By Eric Carmes – 6WIND Founder and CEO
Cloud Computing is ranked as the number one software business trend for 2010. All the giants have polished their marketing strategies to grab the largest part of a market that will reach $100B in 2013 if the analyst forecasts are true. Cloud computing is a shift back to centralized architectures after years of domination by the client-server model that represented a break from the mainframe computing model. With broadband Internet, optical networking, computing and storage technology improvements it is becoming less important to have a server close to the door. Cloud computing is driven by end-customer cost savings thanks to a flexible pay-as-you-go pricing model. Infrastructure costs have dramatically declined over time.
It is also an opportunity for major players to change the landscape at different levels. Software incumbents (Microsoft, Oracle, SAP…) have to provide the market with cloud-ready solutions while the Internet software players (Amazon, Google, Salesforce.com…) want to keep their competitive advantage in providing applications as well as platforms. On the infrastructure side the router–server convergence we already talked about in the Forum (Multicore Packet Processing at the Heart of Convergence) is underway.

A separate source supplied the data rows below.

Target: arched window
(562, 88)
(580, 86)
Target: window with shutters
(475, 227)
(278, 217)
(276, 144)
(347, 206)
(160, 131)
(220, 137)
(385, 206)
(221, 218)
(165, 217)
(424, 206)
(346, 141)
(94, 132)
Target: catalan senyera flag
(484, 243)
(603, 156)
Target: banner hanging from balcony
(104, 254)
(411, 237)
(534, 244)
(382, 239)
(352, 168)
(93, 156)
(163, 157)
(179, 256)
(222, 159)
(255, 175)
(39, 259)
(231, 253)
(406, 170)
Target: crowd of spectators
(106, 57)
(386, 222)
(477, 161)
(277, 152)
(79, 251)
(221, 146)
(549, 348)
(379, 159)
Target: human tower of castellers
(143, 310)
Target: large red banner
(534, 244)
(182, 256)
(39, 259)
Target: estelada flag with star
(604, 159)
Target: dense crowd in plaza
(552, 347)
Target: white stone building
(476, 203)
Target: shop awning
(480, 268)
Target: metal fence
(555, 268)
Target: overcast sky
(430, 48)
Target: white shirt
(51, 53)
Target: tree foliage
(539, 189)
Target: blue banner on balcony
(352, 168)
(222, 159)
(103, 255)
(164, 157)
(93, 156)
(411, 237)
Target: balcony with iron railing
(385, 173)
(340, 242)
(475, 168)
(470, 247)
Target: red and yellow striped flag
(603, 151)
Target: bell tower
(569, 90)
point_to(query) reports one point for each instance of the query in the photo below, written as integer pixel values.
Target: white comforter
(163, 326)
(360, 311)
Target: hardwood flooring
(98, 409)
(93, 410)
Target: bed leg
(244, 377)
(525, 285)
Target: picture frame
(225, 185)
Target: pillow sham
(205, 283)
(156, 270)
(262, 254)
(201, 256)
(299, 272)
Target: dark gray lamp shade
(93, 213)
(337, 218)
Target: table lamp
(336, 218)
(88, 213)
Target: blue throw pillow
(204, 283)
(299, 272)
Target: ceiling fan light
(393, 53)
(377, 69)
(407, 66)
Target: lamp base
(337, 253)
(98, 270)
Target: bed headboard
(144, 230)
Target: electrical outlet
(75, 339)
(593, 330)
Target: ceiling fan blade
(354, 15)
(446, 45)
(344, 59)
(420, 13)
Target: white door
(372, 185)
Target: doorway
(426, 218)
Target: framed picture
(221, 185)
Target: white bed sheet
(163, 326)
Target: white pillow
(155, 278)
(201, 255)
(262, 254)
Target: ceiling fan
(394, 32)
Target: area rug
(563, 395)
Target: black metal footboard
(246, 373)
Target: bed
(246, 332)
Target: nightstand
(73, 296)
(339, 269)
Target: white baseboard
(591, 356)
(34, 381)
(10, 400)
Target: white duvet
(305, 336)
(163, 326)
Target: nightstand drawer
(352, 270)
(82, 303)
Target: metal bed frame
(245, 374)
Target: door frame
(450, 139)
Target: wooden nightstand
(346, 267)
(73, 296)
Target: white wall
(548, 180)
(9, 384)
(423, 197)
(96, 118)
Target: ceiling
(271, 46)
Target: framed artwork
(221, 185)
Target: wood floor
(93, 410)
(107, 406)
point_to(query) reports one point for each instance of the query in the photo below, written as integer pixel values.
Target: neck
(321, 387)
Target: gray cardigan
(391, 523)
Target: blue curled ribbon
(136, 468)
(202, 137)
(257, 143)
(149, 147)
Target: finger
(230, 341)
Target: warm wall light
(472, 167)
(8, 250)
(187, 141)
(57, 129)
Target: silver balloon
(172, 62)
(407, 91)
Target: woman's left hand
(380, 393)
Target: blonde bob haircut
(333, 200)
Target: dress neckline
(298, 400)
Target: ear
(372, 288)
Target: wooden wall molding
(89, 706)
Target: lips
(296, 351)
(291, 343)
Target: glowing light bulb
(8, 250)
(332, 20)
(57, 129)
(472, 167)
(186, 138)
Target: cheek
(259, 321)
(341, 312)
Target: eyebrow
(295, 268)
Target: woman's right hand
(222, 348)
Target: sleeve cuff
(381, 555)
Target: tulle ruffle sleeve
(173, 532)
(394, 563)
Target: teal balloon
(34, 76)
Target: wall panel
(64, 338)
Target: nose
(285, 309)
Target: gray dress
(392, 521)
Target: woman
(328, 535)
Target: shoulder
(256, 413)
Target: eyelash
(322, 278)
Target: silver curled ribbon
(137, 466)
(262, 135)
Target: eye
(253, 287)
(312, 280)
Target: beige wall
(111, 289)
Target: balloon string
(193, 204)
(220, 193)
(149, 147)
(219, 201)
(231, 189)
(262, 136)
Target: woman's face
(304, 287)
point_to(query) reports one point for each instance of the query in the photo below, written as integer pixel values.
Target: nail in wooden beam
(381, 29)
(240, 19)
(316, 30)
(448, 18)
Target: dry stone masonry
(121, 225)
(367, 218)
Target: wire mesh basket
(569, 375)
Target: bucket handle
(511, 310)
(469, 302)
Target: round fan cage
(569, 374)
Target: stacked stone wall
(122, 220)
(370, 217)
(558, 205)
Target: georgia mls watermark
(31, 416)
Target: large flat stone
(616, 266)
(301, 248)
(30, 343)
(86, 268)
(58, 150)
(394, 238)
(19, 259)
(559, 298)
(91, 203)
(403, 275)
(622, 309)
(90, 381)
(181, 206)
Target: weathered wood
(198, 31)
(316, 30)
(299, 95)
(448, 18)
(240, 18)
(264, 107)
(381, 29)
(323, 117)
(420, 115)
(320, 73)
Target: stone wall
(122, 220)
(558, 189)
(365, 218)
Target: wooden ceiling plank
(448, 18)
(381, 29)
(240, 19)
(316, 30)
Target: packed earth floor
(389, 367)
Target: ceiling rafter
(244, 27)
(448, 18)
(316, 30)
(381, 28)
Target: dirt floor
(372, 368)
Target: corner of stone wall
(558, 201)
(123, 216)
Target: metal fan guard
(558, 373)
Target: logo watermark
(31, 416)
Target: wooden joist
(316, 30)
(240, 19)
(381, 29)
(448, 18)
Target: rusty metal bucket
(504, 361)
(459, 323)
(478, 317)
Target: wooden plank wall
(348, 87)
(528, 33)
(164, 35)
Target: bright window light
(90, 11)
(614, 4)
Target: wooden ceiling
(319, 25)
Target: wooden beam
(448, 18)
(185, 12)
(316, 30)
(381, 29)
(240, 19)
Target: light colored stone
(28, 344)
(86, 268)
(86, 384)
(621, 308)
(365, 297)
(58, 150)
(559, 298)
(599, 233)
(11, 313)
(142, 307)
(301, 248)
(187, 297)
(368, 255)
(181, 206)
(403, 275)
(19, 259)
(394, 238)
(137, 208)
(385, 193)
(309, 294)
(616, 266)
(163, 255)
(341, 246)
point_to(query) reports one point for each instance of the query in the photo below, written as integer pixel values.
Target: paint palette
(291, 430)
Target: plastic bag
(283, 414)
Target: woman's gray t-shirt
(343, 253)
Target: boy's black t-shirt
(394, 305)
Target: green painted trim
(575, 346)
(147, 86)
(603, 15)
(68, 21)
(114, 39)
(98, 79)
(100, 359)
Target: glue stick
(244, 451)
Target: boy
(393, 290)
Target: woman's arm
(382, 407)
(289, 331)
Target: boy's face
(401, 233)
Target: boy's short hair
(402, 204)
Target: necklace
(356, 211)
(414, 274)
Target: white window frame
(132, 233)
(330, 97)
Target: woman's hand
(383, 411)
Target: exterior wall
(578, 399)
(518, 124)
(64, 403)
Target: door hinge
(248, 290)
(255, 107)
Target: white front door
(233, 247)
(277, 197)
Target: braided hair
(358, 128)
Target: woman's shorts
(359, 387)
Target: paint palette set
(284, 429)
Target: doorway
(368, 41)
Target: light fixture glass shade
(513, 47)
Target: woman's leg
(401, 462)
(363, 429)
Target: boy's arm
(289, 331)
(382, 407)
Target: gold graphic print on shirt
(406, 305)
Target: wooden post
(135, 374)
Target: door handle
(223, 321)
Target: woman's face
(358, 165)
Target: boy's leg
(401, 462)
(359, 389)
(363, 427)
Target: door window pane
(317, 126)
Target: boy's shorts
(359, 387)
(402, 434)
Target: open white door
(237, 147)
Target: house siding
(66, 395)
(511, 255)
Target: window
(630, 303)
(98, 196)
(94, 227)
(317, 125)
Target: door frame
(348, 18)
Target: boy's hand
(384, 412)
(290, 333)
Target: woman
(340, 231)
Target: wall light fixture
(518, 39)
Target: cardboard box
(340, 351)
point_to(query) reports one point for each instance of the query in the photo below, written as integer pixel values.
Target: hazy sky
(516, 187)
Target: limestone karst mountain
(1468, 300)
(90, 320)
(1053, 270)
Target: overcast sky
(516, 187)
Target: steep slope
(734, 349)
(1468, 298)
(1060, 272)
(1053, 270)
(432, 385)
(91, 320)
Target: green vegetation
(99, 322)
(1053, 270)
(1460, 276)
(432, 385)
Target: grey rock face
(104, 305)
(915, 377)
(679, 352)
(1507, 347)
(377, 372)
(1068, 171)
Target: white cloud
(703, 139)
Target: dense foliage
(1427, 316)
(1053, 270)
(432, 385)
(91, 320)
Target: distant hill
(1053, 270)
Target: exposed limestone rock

What are the critical barriers that Cloud Computing will have to overcome? I have read a few studies and I found the following one that is very interesting from the network infrastructure point of view.
In principle, most applications can benefit from the cloud computing architecture. But these applications will require very high performance. I remember when I was trying WAP applications on my mobile phone. It was so slow that it was a complete disaster. Now, thought, the iPhone is successful because the necessary bandwidth to have useful applications is available. So, performance could be the Achilles heel of cloud computing if all the required technologies are not perfectly synchronized.
Cloud computing will be a success if the network infrastructure plumbers like us provide the whole industry with a high performance, cost-effective and reliable solution.